Getting the Best Performance

NVIDIA Parabricks software performs at a high level when all the required computing resources are provided to it. It should meet all the Installation Requirements.

Refer to the Hardware Requirements section for minimum hardware requirements.

Refer to the Software Requirements section for minimum software requirements.

Basic Performance Tuning

The goal of the NVIDA Parabricks software is to get the highest performance for bioinformatics and genomic analysis.
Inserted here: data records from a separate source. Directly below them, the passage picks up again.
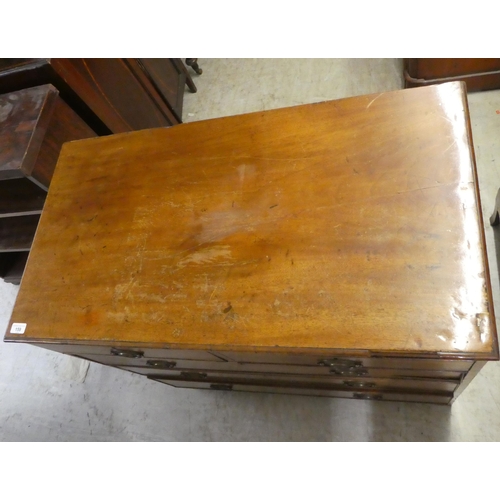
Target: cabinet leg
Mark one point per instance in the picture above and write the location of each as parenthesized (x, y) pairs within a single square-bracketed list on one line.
[(495, 217), (194, 64)]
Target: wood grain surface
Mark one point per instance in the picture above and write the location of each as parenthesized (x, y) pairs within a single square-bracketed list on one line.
[(344, 225)]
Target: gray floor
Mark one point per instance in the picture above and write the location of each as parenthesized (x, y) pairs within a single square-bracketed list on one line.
[(45, 396)]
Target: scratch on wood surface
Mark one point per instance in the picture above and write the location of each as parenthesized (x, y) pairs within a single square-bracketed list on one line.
[(373, 100), (206, 256)]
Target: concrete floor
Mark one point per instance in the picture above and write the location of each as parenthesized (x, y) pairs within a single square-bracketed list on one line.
[(46, 396)]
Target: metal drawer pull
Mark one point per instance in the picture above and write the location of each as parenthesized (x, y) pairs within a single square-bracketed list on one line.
[(376, 397), (341, 363), (222, 387), (193, 375), (126, 353), (160, 363), (350, 372), (349, 383)]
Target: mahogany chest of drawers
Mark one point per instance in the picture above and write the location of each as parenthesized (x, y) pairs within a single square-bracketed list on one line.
[(331, 249)]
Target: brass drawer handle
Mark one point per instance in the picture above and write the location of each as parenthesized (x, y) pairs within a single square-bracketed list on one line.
[(350, 383), (350, 372), (193, 375), (160, 363), (340, 363), (375, 397), (126, 353), (222, 387)]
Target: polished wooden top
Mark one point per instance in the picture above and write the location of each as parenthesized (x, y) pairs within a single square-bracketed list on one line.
[(349, 225)]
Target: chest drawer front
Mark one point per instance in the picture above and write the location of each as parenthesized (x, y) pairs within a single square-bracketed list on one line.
[(338, 383), (368, 395), (212, 371), (345, 364), (118, 353), (299, 370), (160, 364)]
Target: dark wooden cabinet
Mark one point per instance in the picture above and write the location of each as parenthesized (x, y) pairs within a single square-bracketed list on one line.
[(110, 95), (478, 74), (34, 124), (45, 102), (330, 249)]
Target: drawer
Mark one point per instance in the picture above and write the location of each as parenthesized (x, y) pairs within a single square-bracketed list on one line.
[(160, 364), (333, 382), (302, 370), (344, 365), (117, 354), (370, 395)]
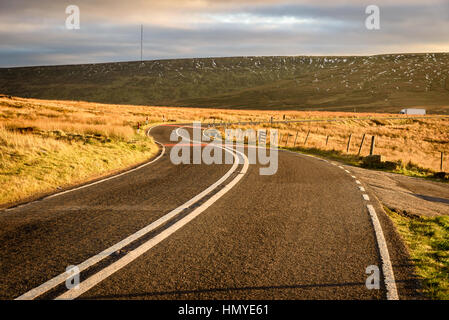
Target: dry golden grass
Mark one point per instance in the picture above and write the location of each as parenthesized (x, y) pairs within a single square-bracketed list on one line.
[(45, 144), (416, 141)]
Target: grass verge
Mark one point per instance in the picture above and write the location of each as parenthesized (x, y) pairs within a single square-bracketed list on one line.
[(428, 243), (408, 169), (41, 162)]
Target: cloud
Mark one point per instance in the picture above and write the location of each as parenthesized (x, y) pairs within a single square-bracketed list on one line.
[(33, 33)]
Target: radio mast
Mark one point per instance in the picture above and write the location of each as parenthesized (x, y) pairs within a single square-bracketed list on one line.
[(141, 43)]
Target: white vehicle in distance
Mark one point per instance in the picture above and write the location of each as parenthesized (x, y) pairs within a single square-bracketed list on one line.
[(413, 111)]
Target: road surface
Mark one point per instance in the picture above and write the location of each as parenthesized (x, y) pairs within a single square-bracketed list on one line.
[(304, 233)]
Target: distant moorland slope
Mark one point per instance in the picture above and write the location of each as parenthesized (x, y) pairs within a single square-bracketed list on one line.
[(383, 83)]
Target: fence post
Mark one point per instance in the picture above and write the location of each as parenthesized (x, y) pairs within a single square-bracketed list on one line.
[(296, 138), (373, 142), (349, 143), (307, 137), (361, 144)]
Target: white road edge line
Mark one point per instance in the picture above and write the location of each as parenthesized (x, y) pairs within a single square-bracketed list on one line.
[(131, 256), (52, 283), (387, 268), (99, 181)]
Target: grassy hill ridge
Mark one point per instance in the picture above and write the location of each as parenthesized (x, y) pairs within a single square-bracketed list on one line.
[(382, 83)]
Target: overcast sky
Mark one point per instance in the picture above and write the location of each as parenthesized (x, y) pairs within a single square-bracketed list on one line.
[(34, 33)]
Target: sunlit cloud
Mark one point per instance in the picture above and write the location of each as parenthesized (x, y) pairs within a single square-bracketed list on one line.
[(33, 32)]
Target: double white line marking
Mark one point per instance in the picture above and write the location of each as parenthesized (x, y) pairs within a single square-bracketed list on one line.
[(134, 254)]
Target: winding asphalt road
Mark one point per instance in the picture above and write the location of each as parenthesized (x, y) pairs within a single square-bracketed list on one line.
[(304, 233)]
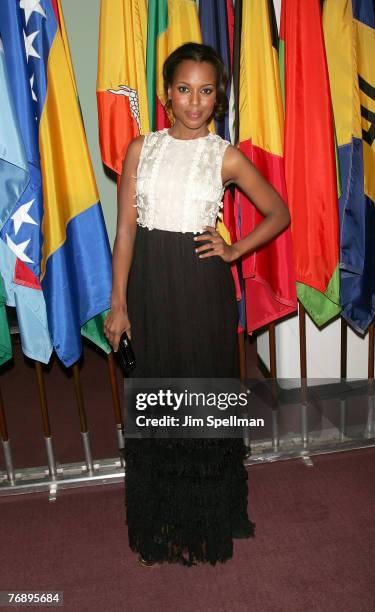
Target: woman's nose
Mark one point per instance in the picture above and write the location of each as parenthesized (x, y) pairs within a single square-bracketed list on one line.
[(195, 97)]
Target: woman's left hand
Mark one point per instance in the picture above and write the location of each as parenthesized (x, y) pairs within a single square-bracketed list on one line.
[(217, 247)]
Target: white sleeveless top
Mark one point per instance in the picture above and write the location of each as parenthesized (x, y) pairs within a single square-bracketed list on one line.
[(179, 185)]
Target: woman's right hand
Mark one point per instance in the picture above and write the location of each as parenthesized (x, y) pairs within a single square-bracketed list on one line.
[(116, 322)]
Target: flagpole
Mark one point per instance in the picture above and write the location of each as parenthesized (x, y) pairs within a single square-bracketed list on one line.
[(45, 420), (370, 427), (302, 355), (236, 95), (115, 399), (343, 374), (83, 419), (6, 442)]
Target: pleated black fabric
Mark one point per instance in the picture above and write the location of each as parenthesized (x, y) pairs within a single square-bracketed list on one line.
[(185, 499)]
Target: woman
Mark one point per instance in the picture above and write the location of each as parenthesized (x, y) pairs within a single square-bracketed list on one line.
[(174, 294)]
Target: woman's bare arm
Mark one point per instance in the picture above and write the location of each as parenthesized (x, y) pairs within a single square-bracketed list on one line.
[(236, 168), (117, 320)]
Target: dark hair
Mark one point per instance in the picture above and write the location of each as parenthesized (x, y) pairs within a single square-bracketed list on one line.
[(198, 53)]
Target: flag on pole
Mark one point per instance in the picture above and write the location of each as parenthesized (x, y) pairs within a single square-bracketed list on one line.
[(216, 22), (121, 82), (350, 44), (269, 275), (14, 177), (56, 229), (14, 173), (171, 23), (310, 164)]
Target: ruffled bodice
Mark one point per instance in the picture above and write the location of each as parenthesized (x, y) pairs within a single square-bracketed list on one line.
[(179, 185)]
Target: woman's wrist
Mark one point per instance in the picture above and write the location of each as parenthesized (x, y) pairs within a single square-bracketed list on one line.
[(119, 307), (235, 251)]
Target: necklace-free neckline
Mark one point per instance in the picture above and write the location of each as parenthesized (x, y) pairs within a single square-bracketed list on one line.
[(166, 130)]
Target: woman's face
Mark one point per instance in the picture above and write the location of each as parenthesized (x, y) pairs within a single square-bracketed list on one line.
[(193, 93)]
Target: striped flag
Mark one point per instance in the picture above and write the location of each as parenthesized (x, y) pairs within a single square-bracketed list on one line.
[(269, 273), (56, 230), (350, 44), (121, 81), (310, 164), (171, 23)]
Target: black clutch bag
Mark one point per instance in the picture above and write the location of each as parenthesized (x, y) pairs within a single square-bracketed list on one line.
[(125, 354)]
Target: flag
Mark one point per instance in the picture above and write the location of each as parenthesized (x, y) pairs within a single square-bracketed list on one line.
[(171, 23), (216, 22), (215, 17), (350, 44), (310, 165), (269, 276), (15, 176), (5, 342), (121, 81), (56, 230)]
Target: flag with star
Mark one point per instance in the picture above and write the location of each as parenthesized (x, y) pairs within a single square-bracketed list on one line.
[(14, 179), (55, 231)]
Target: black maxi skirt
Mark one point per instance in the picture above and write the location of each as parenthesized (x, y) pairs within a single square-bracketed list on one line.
[(185, 499)]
There are a few key, basic system options that you can tune to achieve maximum performance.

Use a Fast SSD

Parabricks software operates with two kinds of files:

Input/output files specified by the user
Temporary files created during execution and deleted at the end of the run

The best performance is achieved when both kinds of files are on a fast, local SSD. If this is not possible you can place the input/output files on a fast network storage device and the temporary files on a local SSD using the --tmp-dir option.

Note

Tests have shown that you can use up to 4 GPUs and still get good performance with the Lustre network for Input/Output files. If you plan to use more than 4 GPUs, we highly recommend using local SSDs for all kinds of files.

DGX Users

The DGX comes with a SSD, usually mounted on /raid. Use this disk, and use a directory on this disk as the --tmp-dir. For initial testing, you can even copy the input files to this disk to eliminate variability in performance.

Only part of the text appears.